Arthur Sherwin

Personal information
- Full name: Arthur West Sherwin
- Born: 22 July 1879 Derby, England
- Died: 10 October 1947 (aged 68) Duffield, Derbyshire, England
- Batting: Right-handed
- Bowling: Right-arm medium
- Relations: Charles Sherwin (brother)

Domestic team information
- 1908: Derbyshire
- FC debut: 18 May 1908 Derbyshire v Sussex
- Last FC: 27 July 1908 Derbyshire v Yorkshire

Career statistics
| Competition | First-class |
| Matches | 11 |
| Runs scored | 152 |
| Batting average | 8.00 |
| 100s/50s | 0/0 |
| Top score | 24 |
| Catches/stumpings | 4/– |
- Source: CricketArchive, July 2012

= Arthur Sherwin =

English cricketer

Arthur West Sherwin (22 July 1879 – 10 October 1947) was an English cricketer who played first-class cricket for Derbyshire during the 1908 season.

Sherwin was born in Derby, the son of Samuel Sherwin, a chemist, and his wife Margaret.
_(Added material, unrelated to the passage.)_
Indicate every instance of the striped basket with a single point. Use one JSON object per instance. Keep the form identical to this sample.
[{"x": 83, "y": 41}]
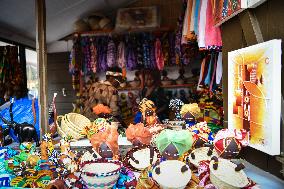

He made his debut for Derbyshire in the 1908 season in May against Sussex when he scored 7. He played regularly to the end of the season. Sherwin was a right-handed batsman and played 21 innings in 11 first-class matches with an average of 8 and a top score of 24.

Sherwin died in Duffield, Derbyshire at the age of 68. His brother, Charles, two years older, played one match for Derbyshire in the 1907 season.